Hi All: You often hear people ask, "What does our Standard Celeration Chart Do?" Of the many answers, one of the best is, "It simplifies things."

 

  • It simplifies charting so that six year olds can learn it and teach it to others.
  • It simplifies chart reading, making it so fast that we can share charts at 2 minutes each.
  • It simplifies chart checking so much that you can check for x2 learning on 60 charts posted on a ten foot stretch of wall as you walk past without slowing your pace.
  • It simplifies understanding of all growth and decay. An example of this is how our standard chart simplifies the famous Fibonacci series.

In the early 1970's when I worked out "ChartStat" I was amazed to find that almost every mathematical series, that I had learned years ago in calculus, was a straight line on our standard chart. The formulas for harmonic series, and Fibonacci series, and others, were very different. But they were straight lines, just at different angles, different constant multiples, and therefore different celerations.

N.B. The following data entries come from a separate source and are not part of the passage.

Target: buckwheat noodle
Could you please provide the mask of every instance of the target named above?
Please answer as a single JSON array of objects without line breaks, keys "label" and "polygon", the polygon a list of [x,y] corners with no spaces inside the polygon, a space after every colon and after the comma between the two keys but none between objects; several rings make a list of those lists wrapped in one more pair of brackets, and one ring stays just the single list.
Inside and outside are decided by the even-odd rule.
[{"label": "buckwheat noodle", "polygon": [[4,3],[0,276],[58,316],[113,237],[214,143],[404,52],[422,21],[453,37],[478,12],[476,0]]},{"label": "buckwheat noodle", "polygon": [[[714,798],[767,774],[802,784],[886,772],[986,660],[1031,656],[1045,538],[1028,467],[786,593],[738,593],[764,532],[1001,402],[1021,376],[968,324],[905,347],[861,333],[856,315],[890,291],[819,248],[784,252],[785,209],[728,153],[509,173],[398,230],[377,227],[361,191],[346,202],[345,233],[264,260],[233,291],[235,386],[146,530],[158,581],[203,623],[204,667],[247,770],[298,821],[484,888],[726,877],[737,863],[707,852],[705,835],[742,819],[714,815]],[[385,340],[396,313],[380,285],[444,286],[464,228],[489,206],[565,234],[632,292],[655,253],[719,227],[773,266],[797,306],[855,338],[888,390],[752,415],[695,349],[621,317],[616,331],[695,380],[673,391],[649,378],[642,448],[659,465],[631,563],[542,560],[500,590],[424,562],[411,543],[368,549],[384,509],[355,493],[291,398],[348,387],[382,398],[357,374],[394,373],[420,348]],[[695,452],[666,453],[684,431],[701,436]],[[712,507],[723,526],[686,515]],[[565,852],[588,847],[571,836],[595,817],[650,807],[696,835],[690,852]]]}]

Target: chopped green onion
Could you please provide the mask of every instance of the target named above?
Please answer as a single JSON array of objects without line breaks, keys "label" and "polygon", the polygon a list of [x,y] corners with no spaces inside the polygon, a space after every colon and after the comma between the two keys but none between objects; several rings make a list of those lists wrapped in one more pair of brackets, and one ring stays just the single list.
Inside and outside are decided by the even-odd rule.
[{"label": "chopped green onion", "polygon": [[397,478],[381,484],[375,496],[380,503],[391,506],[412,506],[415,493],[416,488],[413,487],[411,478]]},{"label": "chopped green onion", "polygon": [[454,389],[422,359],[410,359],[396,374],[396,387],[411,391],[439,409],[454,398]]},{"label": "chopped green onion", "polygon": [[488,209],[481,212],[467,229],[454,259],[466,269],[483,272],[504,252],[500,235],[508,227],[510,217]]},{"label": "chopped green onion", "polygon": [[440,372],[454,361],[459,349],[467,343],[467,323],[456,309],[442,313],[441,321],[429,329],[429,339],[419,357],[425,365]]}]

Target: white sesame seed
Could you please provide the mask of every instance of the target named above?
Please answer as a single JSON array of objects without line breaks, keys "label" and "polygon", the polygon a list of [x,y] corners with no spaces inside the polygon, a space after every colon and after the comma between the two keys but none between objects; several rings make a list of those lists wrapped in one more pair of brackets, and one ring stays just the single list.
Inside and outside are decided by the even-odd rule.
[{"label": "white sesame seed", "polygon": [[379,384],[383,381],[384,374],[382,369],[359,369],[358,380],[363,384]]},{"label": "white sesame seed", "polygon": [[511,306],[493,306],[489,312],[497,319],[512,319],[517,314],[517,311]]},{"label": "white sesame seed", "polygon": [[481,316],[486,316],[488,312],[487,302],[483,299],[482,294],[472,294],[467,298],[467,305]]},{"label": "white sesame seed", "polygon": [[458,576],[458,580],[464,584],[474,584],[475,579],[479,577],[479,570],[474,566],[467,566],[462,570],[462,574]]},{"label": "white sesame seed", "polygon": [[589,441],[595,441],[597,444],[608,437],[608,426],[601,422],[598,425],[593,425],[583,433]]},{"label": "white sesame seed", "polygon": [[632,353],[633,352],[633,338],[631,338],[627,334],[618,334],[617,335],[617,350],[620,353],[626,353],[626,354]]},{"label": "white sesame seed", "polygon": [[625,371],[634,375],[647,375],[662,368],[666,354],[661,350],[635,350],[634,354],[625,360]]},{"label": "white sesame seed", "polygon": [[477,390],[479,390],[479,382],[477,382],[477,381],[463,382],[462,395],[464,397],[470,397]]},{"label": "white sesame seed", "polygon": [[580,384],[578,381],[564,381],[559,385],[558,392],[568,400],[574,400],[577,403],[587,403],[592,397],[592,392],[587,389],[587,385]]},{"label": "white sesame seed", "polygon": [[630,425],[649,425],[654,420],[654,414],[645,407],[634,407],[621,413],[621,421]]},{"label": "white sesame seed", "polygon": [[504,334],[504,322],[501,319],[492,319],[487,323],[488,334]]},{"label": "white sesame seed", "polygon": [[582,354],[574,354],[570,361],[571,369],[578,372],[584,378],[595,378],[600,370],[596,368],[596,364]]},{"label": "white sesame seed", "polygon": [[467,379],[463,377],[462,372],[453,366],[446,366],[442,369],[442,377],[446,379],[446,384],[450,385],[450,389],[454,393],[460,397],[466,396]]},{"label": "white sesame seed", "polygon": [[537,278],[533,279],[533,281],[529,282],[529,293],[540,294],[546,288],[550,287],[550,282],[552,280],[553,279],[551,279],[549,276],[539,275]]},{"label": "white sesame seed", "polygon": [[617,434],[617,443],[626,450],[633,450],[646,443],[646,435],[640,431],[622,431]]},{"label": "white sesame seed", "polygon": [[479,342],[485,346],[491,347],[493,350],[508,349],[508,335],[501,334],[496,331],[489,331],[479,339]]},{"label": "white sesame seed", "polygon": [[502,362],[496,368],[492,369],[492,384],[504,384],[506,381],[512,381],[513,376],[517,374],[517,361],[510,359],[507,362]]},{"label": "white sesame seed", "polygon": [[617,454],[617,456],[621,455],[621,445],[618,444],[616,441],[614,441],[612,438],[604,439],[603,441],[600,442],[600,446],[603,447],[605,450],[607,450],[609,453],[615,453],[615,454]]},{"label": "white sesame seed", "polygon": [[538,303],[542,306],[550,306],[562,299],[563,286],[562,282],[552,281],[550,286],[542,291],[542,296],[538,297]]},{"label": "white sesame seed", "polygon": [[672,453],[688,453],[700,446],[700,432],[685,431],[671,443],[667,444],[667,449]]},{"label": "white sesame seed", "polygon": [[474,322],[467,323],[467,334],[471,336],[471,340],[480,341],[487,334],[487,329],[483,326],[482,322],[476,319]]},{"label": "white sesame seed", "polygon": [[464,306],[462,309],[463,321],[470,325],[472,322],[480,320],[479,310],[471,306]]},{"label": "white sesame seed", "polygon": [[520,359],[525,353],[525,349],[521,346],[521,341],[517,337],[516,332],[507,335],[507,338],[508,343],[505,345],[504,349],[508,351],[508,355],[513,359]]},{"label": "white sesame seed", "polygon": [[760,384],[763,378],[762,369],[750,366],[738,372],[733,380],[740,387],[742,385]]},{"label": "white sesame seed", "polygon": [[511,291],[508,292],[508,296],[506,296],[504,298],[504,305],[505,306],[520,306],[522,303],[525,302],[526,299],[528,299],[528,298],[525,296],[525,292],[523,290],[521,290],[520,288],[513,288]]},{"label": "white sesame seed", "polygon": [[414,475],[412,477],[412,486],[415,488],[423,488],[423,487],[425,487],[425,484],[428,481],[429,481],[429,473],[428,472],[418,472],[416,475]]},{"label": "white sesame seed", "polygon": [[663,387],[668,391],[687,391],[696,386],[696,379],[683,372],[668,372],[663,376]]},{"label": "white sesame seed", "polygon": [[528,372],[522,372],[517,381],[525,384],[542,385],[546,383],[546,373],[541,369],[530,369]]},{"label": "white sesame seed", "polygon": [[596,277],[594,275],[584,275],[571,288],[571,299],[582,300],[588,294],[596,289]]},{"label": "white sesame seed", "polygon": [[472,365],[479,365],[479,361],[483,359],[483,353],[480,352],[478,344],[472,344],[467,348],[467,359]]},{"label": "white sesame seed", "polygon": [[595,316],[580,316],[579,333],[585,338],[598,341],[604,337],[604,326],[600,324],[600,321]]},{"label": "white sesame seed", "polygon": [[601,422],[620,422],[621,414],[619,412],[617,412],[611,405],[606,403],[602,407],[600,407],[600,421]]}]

The Fibonacci series, that Owen White finds so interesting in his "Log" and "Power" charts List serv post, where the next number is the sum of the two numbers before it, follows:

1, 1, 2, 3, 5, 8, 13, 21, 34, 55, 89, 144, 233, 377, 610, 987, 1597, 2584, 4181, 6765, 10946, 17711, 28657, 46368, 75025, 121393, 196418, 317811, 514229, 832040, 1346269....

What surprised me, and will surprise Owen, and should surprise you, is that the Fibonacci is merely a times 1.618 series,

5 x 1.618 = 8, 8 x 1.618 = 13, 13 x 1.618 = 21, etc

This means, of course, that it forms a straight line on our Standard Celeration Chart.

Charted on a daily chart, x1.618 per day makes a straight line celeration of about x47 per week. Charted on a daily chart at x1.618 per week makes a celeration of x1.6 per week. Charted on a yearly chart at x1.618 per year makes a straight line celeration of x10 every five years.

When things are actually only multiplying, we simplify by telling how much they multiply. No need to create puzzles as did Fibonacci, and White, by calling attention to a strange addition formula to describe constant multiple growth. Describing multiplication by addition just complicates and confuses.

Resist being led back to Fibonacci and the year 1228. Think multiply!

We have a good thing going for us. We have multiplication!

Keep it Simple. Keep it multiply. Keep it graphic. Keep it standard.